Disturbing data could get worse

Picture
Gabrielle Lurie / The Chronicle

A homeless man about to receive a coronavirus vaccine from a mobile clinic in Martinez on Monday.

The latest federal census of the unhoused population confirms the troubling extent to which America’s homelessness problem is California’s homelessness problem. It also attests to the state’s abject failure to address a humanitarian crisis that may have grown even worse since the count was conducted on the brink of the pandemic.

From 2019 to 2020, California’s homeless population grew by over 10,000 to more than 161,000, according to newly released data from the U.S. Department of Housing and Urban Development. Based on regional, socalled point-in-time counts of homeless people in shelters and on the streets in January 2020, HUD found that the number of homeless people nationwide had increased by over 12,000, meaning California alone accounted for about 80% of national growth.

The proportionate annual increase in California homelessness, nearly 7%, was triple the national rate and ranked among the top 10 states. The absolute increase, 10,270, dwarfed all others; the next largest, that of Texas, was 1,381. Over the preceding five years, while national homelessness rose less than 3%, California’s surged by about 40%.
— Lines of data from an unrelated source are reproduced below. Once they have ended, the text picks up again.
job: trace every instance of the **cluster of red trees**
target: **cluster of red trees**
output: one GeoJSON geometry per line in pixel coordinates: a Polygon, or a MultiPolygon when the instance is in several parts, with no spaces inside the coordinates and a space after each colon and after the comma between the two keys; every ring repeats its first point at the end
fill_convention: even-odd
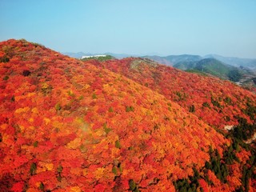
{"type": "MultiPolygon", "coordinates": [[[[174,191],[210,161],[210,148],[222,156],[230,145],[205,122],[220,126],[230,109],[240,115],[246,99],[255,101],[215,78],[190,74],[192,86],[172,68],[130,70],[134,58],[83,62],[25,40],[1,42],[0,58],[2,191],[174,191]],[[214,116],[221,109],[211,98],[222,116],[214,116]]],[[[242,150],[239,158],[250,155],[242,150]]],[[[226,184],[200,172],[198,190],[238,188],[242,166],[233,165],[226,184]]]]}

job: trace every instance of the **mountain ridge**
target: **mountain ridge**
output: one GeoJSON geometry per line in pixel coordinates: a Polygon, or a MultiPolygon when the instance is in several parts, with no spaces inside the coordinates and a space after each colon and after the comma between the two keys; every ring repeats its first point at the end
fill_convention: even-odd
{"type": "Polygon", "coordinates": [[[249,174],[242,179],[243,170],[255,173],[251,146],[220,133],[222,122],[238,123],[222,121],[226,114],[251,122],[250,91],[150,60],[82,62],[25,40],[0,42],[0,58],[2,190],[255,186],[249,174]],[[211,109],[198,100],[203,96],[211,109]],[[220,118],[201,117],[200,105],[220,118]]]}

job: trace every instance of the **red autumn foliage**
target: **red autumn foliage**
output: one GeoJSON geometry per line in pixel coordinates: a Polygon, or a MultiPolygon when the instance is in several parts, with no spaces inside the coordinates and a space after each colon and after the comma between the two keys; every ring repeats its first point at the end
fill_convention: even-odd
{"type": "MultiPolygon", "coordinates": [[[[10,58],[0,63],[6,190],[123,191],[133,181],[141,191],[173,191],[174,181],[210,161],[210,146],[222,155],[230,145],[207,124],[234,124],[236,114],[248,118],[242,110],[248,98],[255,101],[230,82],[134,58],[83,62],[14,39],[0,43],[2,56],[10,58]],[[230,105],[219,101],[227,96],[230,105]],[[222,113],[211,97],[224,106],[222,113]],[[211,110],[202,106],[206,102],[211,110]]],[[[214,186],[199,180],[203,189],[234,188],[208,174],[214,186]]]]}

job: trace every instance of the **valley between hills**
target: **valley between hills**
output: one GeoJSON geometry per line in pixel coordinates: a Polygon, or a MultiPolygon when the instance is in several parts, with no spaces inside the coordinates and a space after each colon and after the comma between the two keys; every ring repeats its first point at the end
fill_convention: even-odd
{"type": "Polygon", "coordinates": [[[0,42],[1,191],[254,191],[256,95],[145,58],[0,42]]]}

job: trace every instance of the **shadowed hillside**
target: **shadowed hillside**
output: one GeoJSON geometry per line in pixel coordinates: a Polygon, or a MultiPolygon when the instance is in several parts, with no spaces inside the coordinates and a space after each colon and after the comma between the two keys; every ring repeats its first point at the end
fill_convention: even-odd
{"type": "Polygon", "coordinates": [[[221,127],[222,116],[198,118],[229,110],[251,122],[250,92],[148,60],[82,62],[25,40],[1,42],[0,58],[2,191],[255,186],[254,149],[205,123],[221,127]]]}

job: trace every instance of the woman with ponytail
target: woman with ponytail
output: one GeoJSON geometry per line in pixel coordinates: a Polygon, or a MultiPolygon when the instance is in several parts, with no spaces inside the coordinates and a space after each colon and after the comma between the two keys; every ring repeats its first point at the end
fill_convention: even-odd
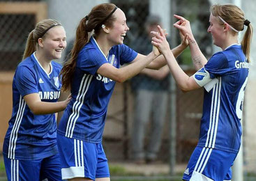
{"type": "Polygon", "coordinates": [[[68,104],[57,102],[59,59],[66,32],[56,20],[38,22],[30,32],[13,83],[13,113],[3,154],[8,180],[61,180],[56,115],[68,104]]]}
{"type": "MultiPolygon", "coordinates": [[[[156,48],[144,56],[125,45],[128,30],[125,14],[112,3],[95,6],[78,25],[70,58],[61,72],[63,90],[72,94],[57,130],[63,179],[110,180],[101,142],[115,82],[145,68],[166,65],[156,48]]],[[[178,46],[174,54],[178,56],[187,45],[178,46]]]]}
{"type": "Polygon", "coordinates": [[[204,88],[199,139],[183,179],[231,180],[231,166],[241,145],[241,120],[249,72],[253,26],[239,7],[232,4],[213,5],[208,32],[212,35],[213,44],[223,51],[207,61],[193,37],[189,22],[183,17],[174,16],[179,21],[174,26],[188,38],[194,65],[199,70],[190,77],[185,74],[168,48],[160,26],[160,34],[152,32],[156,36],[153,45],[164,55],[181,90],[190,91],[204,88]],[[243,29],[246,29],[246,33],[239,44],[239,33],[243,29]]]}

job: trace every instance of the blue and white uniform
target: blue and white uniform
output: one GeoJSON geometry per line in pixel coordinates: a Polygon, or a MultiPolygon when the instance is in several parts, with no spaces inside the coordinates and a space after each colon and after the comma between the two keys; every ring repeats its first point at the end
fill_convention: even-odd
{"type": "Polygon", "coordinates": [[[72,100],[57,130],[63,179],[109,177],[107,169],[104,175],[98,172],[98,164],[100,162],[98,160],[93,159],[93,166],[88,166],[88,160],[98,157],[97,153],[94,155],[93,151],[88,151],[89,145],[96,145],[100,150],[96,152],[103,152],[101,141],[107,109],[115,85],[114,81],[97,74],[97,70],[105,63],[119,68],[120,65],[130,63],[137,55],[137,52],[122,44],[112,47],[106,57],[93,37],[79,53],[71,85],[72,100]],[[68,147],[73,150],[69,152],[66,150],[68,147]],[[75,160],[67,160],[67,157],[73,157],[73,154],[75,160]]]}
{"type": "Polygon", "coordinates": [[[38,160],[58,154],[55,115],[33,114],[23,98],[29,94],[38,93],[43,102],[58,100],[61,66],[53,61],[50,66],[51,72],[47,74],[33,53],[16,69],[13,82],[12,117],[3,148],[6,158],[14,161],[38,160]]]}
{"type": "MultiPolygon", "coordinates": [[[[241,119],[248,72],[248,63],[241,46],[232,45],[225,50],[215,54],[204,67],[194,74],[195,81],[199,86],[204,86],[209,92],[204,90],[203,115],[197,144],[197,147],[203,148],[195,149],[195,152],[194,152],[192,155],[187,171],[184,173],[185,180],[189,180],[192,174],[199,177],[203,175],[208,177],[207,179],[212,179],[207,180],[231,179],[225,178],[225,176],[241,145],[241,119]],[[212,82],[211,89],[206,88],[212,82]],[[213,153],[218,150],[222,151],[222,154],[226,152],[229,155],[229,157],[226,159],[230,160],[227,161],[225,160],[225,157],[222,157],[223,164],[226,164],[226,168],[223,168],[223,165],[220,169],[226,171],[224,171],[223,175],[218,174],[220,178],[214,178],[211,173],[206,173],[208,172],[207,165],[211,164],[209,160],[212,157],[216,157],[217,159],[212,160],[216,162],[221,159],[220,156],[216,157],[214,154],[217,153],[213,153]]],[[[192,176],[190,180],[201,180],[192,176]]]]}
While California is the nation’s most populous state, home to nearly 1 in 8 Americans, the latest census shows it accounts for an increasingly disproportionate share of homeless Americans — more than 1 in 4. Worse, California claimed about 40% of those deemed chronically homeless and over half the nation’s unsheltered — those living on the streets and in vehicles instead of in shelters or other transitional accommodations.

While the majority of people experiencing homelessness nationwide were in shelters, the opposite was true in California, where about 70% are on the streets, a greater share than in any other state. New York, one of only two states with marginally higher homelessness per capita, sheltered 95% of its homeless population.

HUD also found that the Bay Area, along with Los Angeles, was among the regions with the largest concentrations of homeless people and the highest shares who were unsheltered. The San Jose and Oakland areas both ranked among the top five major urban areas on both scores, as did Santa Rosa among smaller cities.

The figures are disturbing enough on their own but more so given that they don’t account for the subsequent economic devastation of the pandemic. Eviction moratoriums and emergency housing may have mitigated the harm but won’t in perpetuity. Moreover, while the point-in-time estimate is the only official census of homelessness, it’s widely suspected of undercounting.

Gov. Gavin Newsom and the Legislature presided over the worsening of this crisis in good times, largely failing to address one of the worst housing shortages in the nation and ignoring the key recommendation of a homelessness task force, a right to shelter. The result is predictable and appalling.